Opinion by
Judge Blatt,Stillman Automotive Center, Inc. (petitioner), appeals here from an order of the Workmen’s Compensation Appeal Board (Board) which affirmed the referee’s denial of the petitioner’s attempt to modify the benefits of its former employee, Worth Chappel (claimant). The claimant had suffered a back injury in the course of employment in 1976 and has since been entitled to receive benefits for a total disability, and the referee based his denial of the modification petition on the grounds that the petitioner had failed to show that work was available for the claimant.
It is well settled that an employer seeking to modify a workmen’s compensation award or agreement and asserting that the employee’s condition of disability is no longer total must prove that such disability has been reduced and that work is available which is within the capabilities of the employee. Community Medical Center v. Workmen’s Compensation Appeal Board, 47 Pa. Commonwealth Ct. 566, 408 A.2d 592 (1979).
It is also well established that review by the Commonwealth Court in a workmen’s compensation, case, where the party with the burden of proof did not prevail below, is to determine whether the findings of fact are consistent with each other and with the conclusions of law and can be sustained without a capricious disregard of competent evidence which is the willful, deliberate disbelief of an apparently trustworthy witness, whose testimony one could not possibly challenge. Jones & Laughlin Steel Corp. v. Workmen’s Compensation Appeal Board, 52 Pa. Commonwealth Ct. 436, 415 A.2d 1275 (1980). The petitioner contends here that the referee capriciously disregarded the evidence of its expert witness concerning the availability of employment to the claimant.
The petitioner argues that the testimony of Dr. Philip Spergel, a rehabilitation psychologist, supports *249its contention that jobs were available to the claimant. Although, however, Dr. Spergel testified that he was able to locate certain light-work positions for other job seekers in October of 1978 and that he believed such positions could have been filled by the claimant, he failed to connect these job types explicitly with the claimant’s physical capabilities and limitations. Moreover, because Dr. Spergel had never personally interviewed the claimant, he could only assume the extent of the claimant’s skills and these assumptions were contradicted, at least to some extent, by the testimony of the claimant and his wife concerning his limitations. While, therefore, Dr. Spergel’s testimony seems to be convincing on its face as to the availability of light-work positions available to the claimant, and although no other witnesses testified specifically on the subject of the availability of work, nevertheless, we cannot conclude that “one of ordinary intelligence could not possibly challenge or entertain the slightest doubts” as to the accuracy of Dr. Spergel’s testimony, and we consequently cannot hold that the referee capriciously disregarded the evidence. Bullock v. Building Maintenance, Inc., 6 Pa. Commonwealth Ct. 539, 543, 297 A.2d 520, 522 (1972).

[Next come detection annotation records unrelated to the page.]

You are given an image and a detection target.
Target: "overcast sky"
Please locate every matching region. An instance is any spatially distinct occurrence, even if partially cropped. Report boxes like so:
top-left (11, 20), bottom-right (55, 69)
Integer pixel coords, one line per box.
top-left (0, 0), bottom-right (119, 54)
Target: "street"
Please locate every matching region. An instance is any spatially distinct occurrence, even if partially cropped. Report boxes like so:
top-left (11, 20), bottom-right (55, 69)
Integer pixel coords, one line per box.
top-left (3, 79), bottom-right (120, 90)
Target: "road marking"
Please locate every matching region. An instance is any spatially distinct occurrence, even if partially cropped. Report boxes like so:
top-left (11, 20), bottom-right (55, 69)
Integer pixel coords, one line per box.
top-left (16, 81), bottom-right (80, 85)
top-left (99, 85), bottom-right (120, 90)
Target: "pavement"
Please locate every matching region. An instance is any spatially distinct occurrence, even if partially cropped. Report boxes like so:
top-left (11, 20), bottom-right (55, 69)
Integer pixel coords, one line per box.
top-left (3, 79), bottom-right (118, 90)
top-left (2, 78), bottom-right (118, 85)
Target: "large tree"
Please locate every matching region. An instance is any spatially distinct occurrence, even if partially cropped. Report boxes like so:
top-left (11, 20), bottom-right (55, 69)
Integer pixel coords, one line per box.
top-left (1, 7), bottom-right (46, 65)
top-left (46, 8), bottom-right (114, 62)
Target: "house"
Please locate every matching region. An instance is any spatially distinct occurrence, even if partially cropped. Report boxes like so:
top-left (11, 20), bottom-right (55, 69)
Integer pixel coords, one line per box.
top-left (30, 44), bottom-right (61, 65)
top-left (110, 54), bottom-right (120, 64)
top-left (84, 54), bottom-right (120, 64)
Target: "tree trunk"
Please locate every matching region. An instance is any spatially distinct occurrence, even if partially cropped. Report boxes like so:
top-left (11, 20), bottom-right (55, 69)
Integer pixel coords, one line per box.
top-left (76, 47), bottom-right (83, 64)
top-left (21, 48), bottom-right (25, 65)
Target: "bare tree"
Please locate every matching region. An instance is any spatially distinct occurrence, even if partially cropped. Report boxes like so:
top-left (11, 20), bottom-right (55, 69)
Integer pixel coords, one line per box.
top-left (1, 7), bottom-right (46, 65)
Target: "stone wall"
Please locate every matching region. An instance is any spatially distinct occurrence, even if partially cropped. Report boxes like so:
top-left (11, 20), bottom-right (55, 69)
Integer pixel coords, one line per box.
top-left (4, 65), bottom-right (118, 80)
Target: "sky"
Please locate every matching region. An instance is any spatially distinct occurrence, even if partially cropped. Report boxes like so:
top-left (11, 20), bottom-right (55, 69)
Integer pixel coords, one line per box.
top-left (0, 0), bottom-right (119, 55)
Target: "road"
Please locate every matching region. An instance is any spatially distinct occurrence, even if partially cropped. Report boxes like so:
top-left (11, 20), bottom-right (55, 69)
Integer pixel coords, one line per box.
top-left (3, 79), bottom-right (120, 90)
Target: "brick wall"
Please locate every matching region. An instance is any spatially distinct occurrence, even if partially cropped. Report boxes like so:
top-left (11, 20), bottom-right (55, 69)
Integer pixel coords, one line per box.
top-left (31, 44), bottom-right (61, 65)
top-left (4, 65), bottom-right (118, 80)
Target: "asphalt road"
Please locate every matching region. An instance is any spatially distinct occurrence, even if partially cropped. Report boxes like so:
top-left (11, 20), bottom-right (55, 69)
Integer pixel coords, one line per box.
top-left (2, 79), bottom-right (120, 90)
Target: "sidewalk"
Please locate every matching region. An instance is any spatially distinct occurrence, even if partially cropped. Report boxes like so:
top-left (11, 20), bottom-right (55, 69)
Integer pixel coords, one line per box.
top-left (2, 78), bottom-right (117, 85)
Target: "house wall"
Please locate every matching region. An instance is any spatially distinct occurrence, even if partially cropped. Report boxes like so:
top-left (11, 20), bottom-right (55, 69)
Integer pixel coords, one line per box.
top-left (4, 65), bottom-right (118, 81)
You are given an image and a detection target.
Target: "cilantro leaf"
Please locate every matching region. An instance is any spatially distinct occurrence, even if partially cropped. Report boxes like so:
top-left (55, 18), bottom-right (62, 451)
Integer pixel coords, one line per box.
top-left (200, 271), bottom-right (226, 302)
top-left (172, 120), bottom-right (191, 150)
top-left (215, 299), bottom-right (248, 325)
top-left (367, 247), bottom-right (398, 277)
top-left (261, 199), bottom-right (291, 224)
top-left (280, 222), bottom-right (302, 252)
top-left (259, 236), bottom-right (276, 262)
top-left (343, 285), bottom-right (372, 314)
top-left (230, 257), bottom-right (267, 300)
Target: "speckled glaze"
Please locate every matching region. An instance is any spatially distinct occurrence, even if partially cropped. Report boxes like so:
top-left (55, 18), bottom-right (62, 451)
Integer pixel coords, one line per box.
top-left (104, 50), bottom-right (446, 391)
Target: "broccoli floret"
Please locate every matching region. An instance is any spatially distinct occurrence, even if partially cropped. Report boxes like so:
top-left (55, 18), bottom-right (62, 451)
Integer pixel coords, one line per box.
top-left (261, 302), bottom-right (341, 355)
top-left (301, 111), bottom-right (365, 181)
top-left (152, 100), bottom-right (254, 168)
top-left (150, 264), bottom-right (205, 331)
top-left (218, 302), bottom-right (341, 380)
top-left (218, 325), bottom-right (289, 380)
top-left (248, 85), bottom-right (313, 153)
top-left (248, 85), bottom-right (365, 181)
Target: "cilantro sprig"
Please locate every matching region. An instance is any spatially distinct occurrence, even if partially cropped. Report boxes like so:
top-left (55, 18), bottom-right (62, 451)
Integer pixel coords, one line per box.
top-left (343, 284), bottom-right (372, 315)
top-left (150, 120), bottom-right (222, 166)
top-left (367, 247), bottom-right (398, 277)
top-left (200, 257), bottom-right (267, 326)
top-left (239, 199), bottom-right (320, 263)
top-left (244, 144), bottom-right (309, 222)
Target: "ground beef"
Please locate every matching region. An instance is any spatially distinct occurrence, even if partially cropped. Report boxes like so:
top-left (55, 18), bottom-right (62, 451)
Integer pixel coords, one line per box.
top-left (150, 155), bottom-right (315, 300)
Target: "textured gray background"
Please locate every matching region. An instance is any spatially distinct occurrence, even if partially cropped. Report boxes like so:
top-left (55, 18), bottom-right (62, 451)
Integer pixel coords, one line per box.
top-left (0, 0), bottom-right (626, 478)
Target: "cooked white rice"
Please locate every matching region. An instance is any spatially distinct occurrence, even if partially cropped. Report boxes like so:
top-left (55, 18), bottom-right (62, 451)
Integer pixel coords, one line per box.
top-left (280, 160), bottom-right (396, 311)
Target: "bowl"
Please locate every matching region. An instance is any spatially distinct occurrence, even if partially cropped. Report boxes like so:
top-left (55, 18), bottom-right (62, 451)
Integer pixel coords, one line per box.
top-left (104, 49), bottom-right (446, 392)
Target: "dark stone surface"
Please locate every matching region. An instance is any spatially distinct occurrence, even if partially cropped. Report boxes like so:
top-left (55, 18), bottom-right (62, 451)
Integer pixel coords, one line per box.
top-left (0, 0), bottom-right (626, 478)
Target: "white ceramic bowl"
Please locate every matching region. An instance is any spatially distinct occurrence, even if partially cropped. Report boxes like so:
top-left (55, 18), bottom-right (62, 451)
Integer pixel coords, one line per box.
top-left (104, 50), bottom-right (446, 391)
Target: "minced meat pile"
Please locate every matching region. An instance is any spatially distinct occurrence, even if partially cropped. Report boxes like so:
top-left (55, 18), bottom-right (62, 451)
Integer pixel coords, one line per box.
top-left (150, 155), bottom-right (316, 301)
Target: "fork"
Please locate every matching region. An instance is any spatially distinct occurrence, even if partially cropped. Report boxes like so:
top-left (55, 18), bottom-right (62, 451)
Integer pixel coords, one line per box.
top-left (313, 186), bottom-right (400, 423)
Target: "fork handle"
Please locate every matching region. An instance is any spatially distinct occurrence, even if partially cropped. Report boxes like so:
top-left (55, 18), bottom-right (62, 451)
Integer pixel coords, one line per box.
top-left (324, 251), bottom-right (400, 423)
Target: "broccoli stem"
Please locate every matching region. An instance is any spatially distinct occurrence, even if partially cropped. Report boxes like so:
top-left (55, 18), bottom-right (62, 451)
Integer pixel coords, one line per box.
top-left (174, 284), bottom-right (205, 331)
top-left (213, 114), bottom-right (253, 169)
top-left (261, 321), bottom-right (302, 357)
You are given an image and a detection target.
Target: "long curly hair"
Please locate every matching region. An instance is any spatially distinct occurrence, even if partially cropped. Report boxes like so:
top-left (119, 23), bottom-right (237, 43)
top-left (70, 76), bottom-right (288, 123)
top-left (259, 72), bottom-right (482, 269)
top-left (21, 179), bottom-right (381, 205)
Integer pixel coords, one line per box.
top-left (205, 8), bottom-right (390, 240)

The order of the Board will therefore be affirmed.
Order
And Now, this 10th day of December, 1980, the order of the Workmen’s Compensation Appeal Board is affirmed, compensation payment is reinstated, and judgment is entered in favor of the claimant, Worth Chappel, against the petitioner, Stillman Automotive Center, Inc., and/or Underwriters Adjusting Company, as follows:
Compensation for total disability shall be at the rate of $187.00 per week, beginning April 13,1977, and Continuing thereafter up to the present and into the *250future during the continuance of the total disability; together with interest at the rate of 10 per cent per annum on all deferred amounts of compensation hereunder.
The said petitioner shall also pay to the said claimant, through claimant’s attorney, the costs and expenses, including attorney’s fees, of the proceedings below as set forth in the referee’s finding of fact No. 10.